Nikolas Stihl hat bereits seit Jahren vor der Entwicklung gewarnt

Wie der „Focus“ berichtet, ist zwar noch keine endgültige Entscheidung gefallen. Die Planungen scheinen allerdings schon weit fortgeschritten zu sein – und die Hoffnungen auf bessere Bedingungen überschaubar.

Der Vorsitzende des Beirats des seit fast 100 Jahren in Deutschland ansässigen Motorsägeherstellers, Nikolas Stihl, hatte in den vergangenen Jahren mehrfach vor einem unattraktiven Standort Deutschland gewarnt. Ob die „dilettantische“ Energiewende, fehlende Stromnetze, ausbleibende Investitionen in Infrastruktur, Bildung und Sicherheit: Schon zu Zeiten der Regierung Merkel hatte der Unternehmer problematische Entwicklungen angeprangert.
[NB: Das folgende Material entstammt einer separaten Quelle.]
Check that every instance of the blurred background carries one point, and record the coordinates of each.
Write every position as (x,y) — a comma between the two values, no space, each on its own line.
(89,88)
Das Fass zum Überlaufen bringt nun jedoch die wiederaufflammende Debatte über eine weitere Arbeitszeitverkürzung. In der Vorwoche hatten Bahn und Lokführer einen Fahrplan zur 35-Stunden-Woche vereinbart. Die IG Metall, die Stihls Branche betrifft, will noch einen Schritt weitergehen.

Grünen-Politikerin: 32-Stunden-Woche unverzichtbar für „mehr Geschlechtergerechtigkeit“

Eine Unternehmenssprecherin von STIHL äußerte gegenüber dem „Focus“, dass die Forderung nach einer 32-Stunden-Woche bei vollem Lohnausgleich mittelfristig im Raum stehe:

„Diese Arbeitszeitverkürzung würde die Wettbewerbsfähigkeit des deutschen Standorts insgesamt nochmals deutlich schwächen.“

In die Verhandlungen für die Stahlindustrie in Nordwest- und Ostdeutschland ist die Metallarbeitergewerkschaft mit dieser Forderung bereits gegangen. Sie sieht darin einen Einstieg in die Vier-Tage-Woche, die dadurch in vielen Bereichen möglich werde.

Nikolas Stihl hatte den deutschen Gewerkschaften 2020 vorgeworfen, Unternehmen „durch unsinnige Tarifforderungen ins Ausland zu verjagen“. Bereits zum damaligen Zeitpunkt hatte die Fertigung seines Unternehmens zu drei Vierteln außerhalb Deutschlands stattgefunden.

Aus der Ampel gibt es für die Forderung Rückhalt. Grünen-Politikerin Emilia Fester hält die Vier-Tage-Woche für zwingend, „wenn wir uns geschlechtergerecht weiterentwickeln wollen“.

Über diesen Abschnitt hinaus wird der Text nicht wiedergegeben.